Nova Scotia

Supreme Court hears Halifax language case

The Supreme Court of Canada has reserved its decision after a hearing Wednesday into a French-language rights case from Halifax.

The Supreme Court of Canada has reserved its decision on a French-language rights case from Halifax following a hearing Wednesday.

The highest court in the country will determine whether the Nova Scotia Human Rights Commission can hear a discrimination complaint against the Halifax Regional Municipality, even though the policy that led to this complaint has changed.

Lucien Comeau turned to the commission years eight years ago to complain about a lack of supplementary funding for French-language schools.

At the time, the money from ratepayers went to schools run by the Halifax Regional School Board, not the Conseil scolaire acadien provincial.

Comeau, an Acadian, claims that amounted to discrimination. Though he was paying taxes, none of the money for supplementary funding went to the schools his children attended.

The policy at the centre of his complaint changed in 2006. French-language schools have been getting a share of supplementary funding ever since.

The municipality argues there's no need for a human rights inquiry because the funding policy has changed.

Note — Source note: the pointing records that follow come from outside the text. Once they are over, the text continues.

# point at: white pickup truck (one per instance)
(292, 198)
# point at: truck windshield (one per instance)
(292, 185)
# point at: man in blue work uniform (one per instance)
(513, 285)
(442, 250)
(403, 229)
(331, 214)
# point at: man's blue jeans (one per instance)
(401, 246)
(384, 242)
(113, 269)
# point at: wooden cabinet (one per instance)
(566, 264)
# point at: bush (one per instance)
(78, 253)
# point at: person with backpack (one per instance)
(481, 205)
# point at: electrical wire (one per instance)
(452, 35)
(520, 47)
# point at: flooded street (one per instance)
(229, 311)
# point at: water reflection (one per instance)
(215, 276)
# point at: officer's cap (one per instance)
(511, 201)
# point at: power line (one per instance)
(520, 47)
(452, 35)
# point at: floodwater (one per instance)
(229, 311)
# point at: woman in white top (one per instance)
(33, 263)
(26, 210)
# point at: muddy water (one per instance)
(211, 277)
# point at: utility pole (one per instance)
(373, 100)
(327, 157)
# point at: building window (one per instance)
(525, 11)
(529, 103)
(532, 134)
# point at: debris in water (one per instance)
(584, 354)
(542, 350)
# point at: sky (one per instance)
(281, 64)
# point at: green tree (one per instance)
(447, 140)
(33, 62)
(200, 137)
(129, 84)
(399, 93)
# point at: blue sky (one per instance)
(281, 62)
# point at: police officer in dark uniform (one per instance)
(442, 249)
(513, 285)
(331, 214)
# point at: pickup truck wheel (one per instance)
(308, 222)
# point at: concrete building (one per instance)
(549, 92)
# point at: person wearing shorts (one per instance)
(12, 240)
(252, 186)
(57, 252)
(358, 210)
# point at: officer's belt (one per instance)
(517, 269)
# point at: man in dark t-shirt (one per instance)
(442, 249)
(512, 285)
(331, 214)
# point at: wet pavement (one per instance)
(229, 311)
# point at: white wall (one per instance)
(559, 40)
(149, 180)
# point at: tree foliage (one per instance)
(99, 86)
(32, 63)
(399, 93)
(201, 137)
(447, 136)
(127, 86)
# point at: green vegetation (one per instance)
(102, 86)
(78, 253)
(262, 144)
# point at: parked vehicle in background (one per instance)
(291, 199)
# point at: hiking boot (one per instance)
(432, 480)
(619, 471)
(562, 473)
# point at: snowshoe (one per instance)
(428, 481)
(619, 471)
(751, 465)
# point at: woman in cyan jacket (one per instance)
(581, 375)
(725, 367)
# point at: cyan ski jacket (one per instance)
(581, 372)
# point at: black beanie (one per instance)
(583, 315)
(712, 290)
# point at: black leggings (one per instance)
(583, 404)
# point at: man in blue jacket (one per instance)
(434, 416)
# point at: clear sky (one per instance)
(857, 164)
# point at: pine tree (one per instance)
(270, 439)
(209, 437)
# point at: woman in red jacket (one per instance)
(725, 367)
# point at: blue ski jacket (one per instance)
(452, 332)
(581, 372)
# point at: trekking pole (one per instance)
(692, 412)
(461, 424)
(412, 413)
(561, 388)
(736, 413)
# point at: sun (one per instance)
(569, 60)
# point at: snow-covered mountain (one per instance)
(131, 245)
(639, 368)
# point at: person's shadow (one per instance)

HRM won a court case in 2009 to prevent an inquiry. However, the decision was later overturned by the Nova Scotia Court of Appeal. The municipality appealed that ruling to the Supreme Court.

Michel Doucet represented Comeau at a hearing in Ottawa on Wednesday.

"If the decision is favourable …  it would mean easier access to justice for ordinary citizens in Canada, and certainly Mr. Comeau would have a ground-breaking decision," said Doucet.

He said it could be at least five months before there's a decision.